Many are surfacing in private equity, hedge funds or advisory roles, away from the spotlight, after being blamed for bringing banks to their knees and rocking the system.
Critics say their resurrections are premature, after their errors cost thousands of jobs and required taxpayer bailouts.
Corporate life has been rather hasty in its forgiving of a lot of them, said Peter Waine, director at Hanson Green, a UK search firm specializing in board members who aren't full-time executives and financial services.
REPUTATION, NOT MONEY
Politicians have called for public bodies to shun architecture firm RMJM after it appointed former Royal Bank of Scotland
Goodwin was ousted after an aggressive acquisition strategy almost forced the collapse of RBS, one of the world's biggest banks. He enraged the public by walking away with a big pension. While he was in exile in France, his home was vandalized.
RMJM, whose projects have included the Scottish Parliament building, is run by Peter Morrison, whose father is a former colleague of Goodwin.
These CEOs have incredible personal and business contacts, so it (the crisis) doesn't mean the person's career is over, said Jeanne Branthover, head of the financial services practice at executive search firm Boyden in New York.
It's not about money. It's about career, reputation and power. A huge amount is their personal belief in their credibility and not wanting to go out in a bad way, she said.
Many of the former masters of the universe spent months in exile or locked behind gated property, and some have made a clear break from banking.
Former Bear Stearns President Warren Spector, who was given the boot in August 2007 by ex-Bear CEO James Cayne at the dawn of the financial crisis, has resurfaced as the executive producer for The Loop, an independent film.
The movie was filmed last fall in New Mexico and is now in post-production and scheduled for release early next year.
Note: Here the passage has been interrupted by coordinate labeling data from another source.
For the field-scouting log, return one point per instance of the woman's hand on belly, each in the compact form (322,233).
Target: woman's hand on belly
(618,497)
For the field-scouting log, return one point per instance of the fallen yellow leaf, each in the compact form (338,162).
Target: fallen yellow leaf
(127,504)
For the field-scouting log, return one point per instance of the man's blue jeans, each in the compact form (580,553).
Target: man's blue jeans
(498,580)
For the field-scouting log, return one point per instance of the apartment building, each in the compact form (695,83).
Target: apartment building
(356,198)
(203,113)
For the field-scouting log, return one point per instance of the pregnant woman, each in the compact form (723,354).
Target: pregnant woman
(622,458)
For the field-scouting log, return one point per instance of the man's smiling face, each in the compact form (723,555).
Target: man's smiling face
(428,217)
Spector declined to comment about his new career producing movies. The 52-year-old had been seen as the heir apparent to Cayne, but lost his job at Bear shortly after two of the investment firm's hedge funds imploded.
Cayne has not resurfaced, but Dick Fuld, the former boss of Lehman Brothers, launched an advisory and consulting firm in New York. The scars of his bank's collapse run deep, however, and last year he greeted a Reuters reporter with the quip, You don't have a gun; that's good.
Playing village cricket was a release for Adam Applegarth, the architect of a lending binge at Britain's Northern Rock that ended with a run on the bank and nationalization.
Applegarth has been hired as an adviser by U.S. private equity firm Apollo Management
The hires will attract attention, but some see it as worth the risk.
The majority of Britons might be appalled, but I am not. And Peter Morrison will recognize the benefit of working with someone who has faced adversity, Heather McGregor, who runs an executive search business, wrote after RMJM hired Goodwin.
In Shanghai, Seattle, Singapore and Seoul, they have never been much interested in Fred's pension pot, she said.
Other bank chiefs returning to corporate life include Thain, who this month was named CEO of U.S. lender CIT Group
John Costas, who ran UBS hedge fund Dillon Read Capital Management, has set up a boutique broker-dealer firm in New York with former colleague Michael Hutchins.
Ken Thompson landed at Aquiline Capital Partners in New York after being ousted at Wachovia, now owned by Wells Fargo & Co
For others, the crisis called into question why they were in a prominent bank role in the first place.
Matt Ridley, former chairman of Northern Rock, was an aristocrat better known as a zoologist and science writer, who sat on the board for 13 years and whose father chaired the bank. He has returned to writing and plans to publish The Rational Optimist this year.